Le règne d’Urbain IV s’achève, Mérot l’Ancien, directeur de la Haute-École meurt. Hérus Tork complote pour succéder à Mérot ; il a de grands, de très grands, de monstrueux projets pour les magiciens. Parce que, dans cet univers-là, il existe des magiciens, mais ils sont soumis à la coupe de la Haute-École qui, sous couvert de les éduquer et de discipliner leurs pouvoirs, les transforme en esclaves aux services des nobles ou des guildes de marchands. Les Chasseurs parcourent le pays pour capturer ceux qui n’ont pas été livrés par leur famille, aidés par la propagande qui affirme qu’un magicien non dressé est violent, barbare, et ne peut ni ne veut contrôler ses capacités, représentant ainsi un danger mortel pour les autres.
Face et autour d’Hérus Tork, Sylvie Denis brosse une galerie de personnages formidables ! Arik, courtisan libertin et frivole, s’avère être un magicien à la puissance redoutable, prêt à tous les sacrifices pour la cause qu’il sert, ou pour ses amis ; Elizabeth, la jeune fille timide et solitaire qui se cache au cœur même du château, va apprendre à se battre et à aimer.

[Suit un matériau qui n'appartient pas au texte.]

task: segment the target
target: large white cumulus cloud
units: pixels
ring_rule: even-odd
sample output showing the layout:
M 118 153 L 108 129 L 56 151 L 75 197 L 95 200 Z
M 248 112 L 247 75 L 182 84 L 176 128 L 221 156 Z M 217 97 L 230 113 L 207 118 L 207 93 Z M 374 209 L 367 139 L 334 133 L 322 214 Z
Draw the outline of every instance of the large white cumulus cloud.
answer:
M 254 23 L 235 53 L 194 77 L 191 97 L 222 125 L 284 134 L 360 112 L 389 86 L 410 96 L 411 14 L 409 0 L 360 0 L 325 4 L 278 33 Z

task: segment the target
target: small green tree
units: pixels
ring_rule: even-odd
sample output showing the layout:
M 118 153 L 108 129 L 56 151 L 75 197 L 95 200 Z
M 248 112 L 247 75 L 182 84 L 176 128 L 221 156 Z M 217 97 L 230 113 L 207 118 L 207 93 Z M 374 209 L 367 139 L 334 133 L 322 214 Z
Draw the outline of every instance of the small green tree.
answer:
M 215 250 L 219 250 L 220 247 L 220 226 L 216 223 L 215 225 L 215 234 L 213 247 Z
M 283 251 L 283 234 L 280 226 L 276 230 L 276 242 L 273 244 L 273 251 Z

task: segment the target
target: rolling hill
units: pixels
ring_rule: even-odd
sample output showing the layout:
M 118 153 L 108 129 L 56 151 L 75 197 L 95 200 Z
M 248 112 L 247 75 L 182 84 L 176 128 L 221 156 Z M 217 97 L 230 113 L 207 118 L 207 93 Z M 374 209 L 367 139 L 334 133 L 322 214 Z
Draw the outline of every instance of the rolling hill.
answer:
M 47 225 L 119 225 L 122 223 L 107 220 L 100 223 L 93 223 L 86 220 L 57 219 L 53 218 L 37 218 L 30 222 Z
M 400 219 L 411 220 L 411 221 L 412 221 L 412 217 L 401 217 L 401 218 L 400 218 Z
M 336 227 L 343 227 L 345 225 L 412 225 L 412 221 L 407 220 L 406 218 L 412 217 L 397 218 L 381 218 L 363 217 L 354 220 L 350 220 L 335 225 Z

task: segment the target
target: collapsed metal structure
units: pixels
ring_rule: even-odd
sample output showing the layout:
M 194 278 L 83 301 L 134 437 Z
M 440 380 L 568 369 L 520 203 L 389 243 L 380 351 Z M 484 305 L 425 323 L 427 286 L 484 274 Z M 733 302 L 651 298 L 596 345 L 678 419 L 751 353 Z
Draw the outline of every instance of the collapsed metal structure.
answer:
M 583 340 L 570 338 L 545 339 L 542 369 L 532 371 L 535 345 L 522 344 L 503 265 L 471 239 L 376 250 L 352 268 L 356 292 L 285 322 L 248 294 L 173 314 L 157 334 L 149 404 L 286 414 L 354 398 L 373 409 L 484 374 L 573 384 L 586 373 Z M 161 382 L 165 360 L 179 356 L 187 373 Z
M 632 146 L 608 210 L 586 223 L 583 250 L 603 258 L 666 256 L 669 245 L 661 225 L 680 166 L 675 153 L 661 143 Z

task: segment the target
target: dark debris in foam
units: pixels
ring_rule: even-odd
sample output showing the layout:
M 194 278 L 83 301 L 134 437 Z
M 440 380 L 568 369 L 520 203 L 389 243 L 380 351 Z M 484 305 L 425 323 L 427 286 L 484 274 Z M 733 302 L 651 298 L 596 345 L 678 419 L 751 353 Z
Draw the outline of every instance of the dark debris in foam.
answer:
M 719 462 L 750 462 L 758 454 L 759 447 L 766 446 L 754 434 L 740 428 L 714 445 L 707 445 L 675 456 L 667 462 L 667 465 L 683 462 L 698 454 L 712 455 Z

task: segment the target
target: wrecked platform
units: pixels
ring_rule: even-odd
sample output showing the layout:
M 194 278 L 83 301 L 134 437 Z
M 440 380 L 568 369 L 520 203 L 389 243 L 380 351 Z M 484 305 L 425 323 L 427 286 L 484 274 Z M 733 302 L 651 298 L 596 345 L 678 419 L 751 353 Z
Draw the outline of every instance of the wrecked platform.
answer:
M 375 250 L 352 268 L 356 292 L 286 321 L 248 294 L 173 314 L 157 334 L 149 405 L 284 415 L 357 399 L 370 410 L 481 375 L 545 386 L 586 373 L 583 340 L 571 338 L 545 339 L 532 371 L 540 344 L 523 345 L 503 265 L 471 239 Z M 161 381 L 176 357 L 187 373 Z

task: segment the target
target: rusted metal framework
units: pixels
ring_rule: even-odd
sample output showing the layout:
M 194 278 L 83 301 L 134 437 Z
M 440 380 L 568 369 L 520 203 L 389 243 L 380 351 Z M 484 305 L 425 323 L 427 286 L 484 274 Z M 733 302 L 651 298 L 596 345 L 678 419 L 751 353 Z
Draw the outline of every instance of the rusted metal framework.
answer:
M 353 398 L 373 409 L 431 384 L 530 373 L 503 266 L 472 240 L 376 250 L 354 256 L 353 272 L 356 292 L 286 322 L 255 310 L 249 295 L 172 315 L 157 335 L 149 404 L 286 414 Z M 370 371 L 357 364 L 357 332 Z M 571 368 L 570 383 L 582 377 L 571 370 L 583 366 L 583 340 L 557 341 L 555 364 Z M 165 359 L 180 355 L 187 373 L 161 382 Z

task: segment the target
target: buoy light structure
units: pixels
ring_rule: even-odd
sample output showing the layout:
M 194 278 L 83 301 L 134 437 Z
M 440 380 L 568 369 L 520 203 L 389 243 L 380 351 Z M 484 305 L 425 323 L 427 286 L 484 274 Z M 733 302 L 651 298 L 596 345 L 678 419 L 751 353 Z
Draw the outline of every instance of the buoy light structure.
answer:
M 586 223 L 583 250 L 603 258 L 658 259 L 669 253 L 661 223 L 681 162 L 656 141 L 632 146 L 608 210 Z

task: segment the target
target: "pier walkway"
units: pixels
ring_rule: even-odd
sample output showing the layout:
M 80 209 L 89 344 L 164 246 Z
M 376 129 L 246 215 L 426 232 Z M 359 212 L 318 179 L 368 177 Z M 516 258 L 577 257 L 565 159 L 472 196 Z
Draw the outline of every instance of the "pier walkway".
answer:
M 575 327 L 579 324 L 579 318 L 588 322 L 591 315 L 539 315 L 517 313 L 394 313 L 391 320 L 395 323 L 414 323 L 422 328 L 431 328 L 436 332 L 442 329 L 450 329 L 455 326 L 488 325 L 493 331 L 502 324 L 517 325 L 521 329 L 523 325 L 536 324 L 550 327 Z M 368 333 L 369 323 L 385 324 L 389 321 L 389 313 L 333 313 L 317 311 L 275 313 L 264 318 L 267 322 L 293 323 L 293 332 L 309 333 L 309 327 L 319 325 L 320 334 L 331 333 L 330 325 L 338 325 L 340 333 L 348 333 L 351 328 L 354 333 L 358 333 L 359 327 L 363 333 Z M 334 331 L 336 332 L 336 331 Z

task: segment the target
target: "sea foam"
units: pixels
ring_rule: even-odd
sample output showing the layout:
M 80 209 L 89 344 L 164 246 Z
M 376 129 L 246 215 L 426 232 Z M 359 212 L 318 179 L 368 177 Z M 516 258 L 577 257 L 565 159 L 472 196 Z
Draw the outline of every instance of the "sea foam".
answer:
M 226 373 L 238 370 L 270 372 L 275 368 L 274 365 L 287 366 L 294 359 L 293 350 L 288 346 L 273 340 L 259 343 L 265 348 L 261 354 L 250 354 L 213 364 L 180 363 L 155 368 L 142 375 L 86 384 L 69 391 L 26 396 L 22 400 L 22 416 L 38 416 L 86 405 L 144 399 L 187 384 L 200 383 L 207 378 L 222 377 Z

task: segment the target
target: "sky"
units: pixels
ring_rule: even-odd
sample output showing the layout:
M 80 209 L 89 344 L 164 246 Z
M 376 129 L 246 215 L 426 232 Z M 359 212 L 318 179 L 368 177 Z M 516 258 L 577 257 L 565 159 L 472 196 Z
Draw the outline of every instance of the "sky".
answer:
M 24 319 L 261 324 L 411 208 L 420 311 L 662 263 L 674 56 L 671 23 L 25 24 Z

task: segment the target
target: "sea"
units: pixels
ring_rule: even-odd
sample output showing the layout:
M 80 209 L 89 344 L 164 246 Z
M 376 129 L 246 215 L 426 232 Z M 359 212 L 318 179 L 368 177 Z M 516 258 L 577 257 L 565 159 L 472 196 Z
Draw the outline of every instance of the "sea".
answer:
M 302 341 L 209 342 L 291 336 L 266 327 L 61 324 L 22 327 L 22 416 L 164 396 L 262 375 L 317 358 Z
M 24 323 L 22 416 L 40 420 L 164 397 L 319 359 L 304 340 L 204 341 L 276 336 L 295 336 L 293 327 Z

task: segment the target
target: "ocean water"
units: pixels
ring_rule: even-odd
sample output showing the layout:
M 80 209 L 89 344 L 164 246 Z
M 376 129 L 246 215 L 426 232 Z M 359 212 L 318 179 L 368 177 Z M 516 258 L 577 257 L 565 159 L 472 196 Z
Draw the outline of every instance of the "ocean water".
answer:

Madge, espionne et couturière, ressent un amour tout maternel pour les enfants magiciens promis à l’enfer de la Haute-École, et prend tous les risques pour en sauver au moins quelques-uns. Raoul des Crapauds, fils de boulanger, pense que son petit pouvoir (entrer en relation avec les animaux) n’a guère de valeur, bien moins en tout cas que son talent pour la bonne pâtisserie. Ian a échappé aux Chasseurs et souhaite rejoindre les mages clandestins, mais il cultive une ambition démesurée. Hérus Tork, dont la soif de pouvoir n’a d’égale que la perversité, est prêt à toutes les bassesses, toutes les horreurs, pour parvenir à ses fins. On croise également d’autres fugitifs porteurs de dons, des marchands qui rêvent d’un gouvernement partagé, des intellectuels révoltés par le système. Ils ne sont guère nombreux, mais déterminés à contrer les projets fous de Tork, et à donner enfin une place digne aux magiciens dans la société.
Partant d’un postulat original (ceux qui possèdent des pouvoirs sont sous la coupe des humains « ordinaires »), Sylvie Denis développe une intrigue riche et pleine de rebondissements, qui réussit à proposer plusieurs niveaux de lecture. Il offre des personnages adolescents forts, très bien construits, qui vivent une forme de quête initiatique et doivent comprendre le monde dans lequel ils sont et affronter des périls pour devenir des adultes accomplis et conscients, loin de l’embrigadement sectaire représenté par la Haute-École. C’est également un roman qui suggère des réflexions politiques et sociales, qui vont du rôle de l’éducation dans une société aux types de pouvoir qui peuvent s’y déployer, en passant par la place accordée à chacun au sein de cette culture, la censure, le rôle de l’art dans la prise de conscience du peuple ou la lutte politique et la résistance à l’oppression et à l’injustice. Sans oublier les interrogations concernant la religion, puisque de mystérieux Dieux sont censés avoir créé le monde, puis l’avoir abandonné !
Les complots sont légion, les retournements de situation et d’alliances concourent à offrir un rythme haletant, qui ne sacrifie pas pour autant à la profondeur. Superbement servi par une galerie de personnages très forts, par une écriture tour à tour sèche ou lyrique, descriptive ou poétique, Haute-École se dévore d’une traite. Sylvie Denis signe là un roman puissant, à (re)découvrir d’urgence dans cette version poche.